Utilizing these basic definitions gives leaders (and others, for that matter) a working understanding of the architecture of getting the organization from A to Z.

Meshing The Components Together

Generally, my work with executives and professionals is focused on getting their individual efforts finely tuned to maximize productivity.  However, the underlying reason for this effort is to foster their leadership effectiveness for the organization.  As we draw near the end of our time together, conversations often turn to how their newly-developed skills can be applied to achieve these goals.  My advice is always quite simple and straight-forward.  I tell clients that whenever they’re reviewing the various tasks at hand, the best way to eliminate/prioritize/delegate them is to ask this question:

How does this task advance the organization’s objectives.
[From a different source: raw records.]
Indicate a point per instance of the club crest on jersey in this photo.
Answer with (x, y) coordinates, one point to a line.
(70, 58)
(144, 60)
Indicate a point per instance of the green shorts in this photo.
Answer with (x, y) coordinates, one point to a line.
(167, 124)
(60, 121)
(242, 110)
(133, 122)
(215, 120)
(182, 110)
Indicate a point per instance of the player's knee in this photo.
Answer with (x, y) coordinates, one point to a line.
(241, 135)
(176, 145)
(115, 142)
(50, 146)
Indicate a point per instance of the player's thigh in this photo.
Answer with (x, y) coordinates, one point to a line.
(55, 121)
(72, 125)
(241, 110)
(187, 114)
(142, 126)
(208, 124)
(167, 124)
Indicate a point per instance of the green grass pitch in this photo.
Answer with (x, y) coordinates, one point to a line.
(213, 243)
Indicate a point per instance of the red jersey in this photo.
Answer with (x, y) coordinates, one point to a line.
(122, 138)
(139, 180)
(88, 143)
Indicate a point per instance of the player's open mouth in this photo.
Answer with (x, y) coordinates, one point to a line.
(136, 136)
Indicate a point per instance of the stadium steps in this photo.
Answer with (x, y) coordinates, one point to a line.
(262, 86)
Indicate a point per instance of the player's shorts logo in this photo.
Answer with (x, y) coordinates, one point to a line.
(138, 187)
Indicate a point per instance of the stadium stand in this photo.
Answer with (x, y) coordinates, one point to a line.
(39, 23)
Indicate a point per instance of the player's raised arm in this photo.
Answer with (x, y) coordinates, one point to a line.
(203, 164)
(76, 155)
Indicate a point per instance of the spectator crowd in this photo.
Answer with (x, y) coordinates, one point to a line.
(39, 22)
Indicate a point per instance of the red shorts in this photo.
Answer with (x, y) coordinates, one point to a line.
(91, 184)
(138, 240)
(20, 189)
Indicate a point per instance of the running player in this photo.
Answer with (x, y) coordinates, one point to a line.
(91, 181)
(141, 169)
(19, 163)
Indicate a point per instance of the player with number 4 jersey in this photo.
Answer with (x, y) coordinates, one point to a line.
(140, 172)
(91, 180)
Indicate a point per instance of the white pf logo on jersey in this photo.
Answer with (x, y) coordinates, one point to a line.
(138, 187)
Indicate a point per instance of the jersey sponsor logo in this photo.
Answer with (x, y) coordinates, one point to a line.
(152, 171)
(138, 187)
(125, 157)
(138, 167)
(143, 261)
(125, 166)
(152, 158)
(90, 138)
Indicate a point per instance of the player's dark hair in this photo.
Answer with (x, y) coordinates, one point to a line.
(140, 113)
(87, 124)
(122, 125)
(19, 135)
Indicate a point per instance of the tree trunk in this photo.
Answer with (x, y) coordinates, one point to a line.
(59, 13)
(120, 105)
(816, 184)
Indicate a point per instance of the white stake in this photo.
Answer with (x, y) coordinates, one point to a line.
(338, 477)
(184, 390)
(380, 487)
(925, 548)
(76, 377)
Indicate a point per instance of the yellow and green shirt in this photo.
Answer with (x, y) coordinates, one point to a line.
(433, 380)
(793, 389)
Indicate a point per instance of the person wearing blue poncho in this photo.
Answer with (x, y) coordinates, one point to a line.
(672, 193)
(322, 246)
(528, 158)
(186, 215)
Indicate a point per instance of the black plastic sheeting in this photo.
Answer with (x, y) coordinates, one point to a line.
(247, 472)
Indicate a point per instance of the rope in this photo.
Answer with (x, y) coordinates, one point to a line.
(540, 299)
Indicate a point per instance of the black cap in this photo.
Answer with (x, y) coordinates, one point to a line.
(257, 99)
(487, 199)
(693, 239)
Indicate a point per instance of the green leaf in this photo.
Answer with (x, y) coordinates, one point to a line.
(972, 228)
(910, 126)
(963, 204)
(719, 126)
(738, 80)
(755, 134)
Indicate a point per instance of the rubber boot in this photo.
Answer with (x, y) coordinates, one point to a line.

A way to further personalize the question is to ask, “How is what I’m doing advance the ______ of the organization?” To complete the blank, insert one or more of the primary objectives of your role.  Thus, for a leader, the analysis is to determine how their actions are advancing the company’s vision or strategy, which are two of the most important objectives leaders must achieve.  

Though all actions should past muster under this analysis, things not directly related to vision and strategy should, as a rule, be delegated to other people in the organization.  Consequently, all efforts ultimately advance the organization’s vision and strategy, but the actual “doing” of the many is best delegated down the chain of command for completion. The net result is that the leaders remains focused on accomplishing their primary objectives while managing those of others.

 Staying Focused in the Fray

Leaders today are pulled to and fro during our hectic work days in the modern world.  With many demands on their time, it’s important to develop a method for weeding out the unimportant and focusing directly on those efforts that best achieve the organization’s vision and strategy.  The model set out above is simple to understand and simple to apply.  It gives leaders a solid tool for achieving success.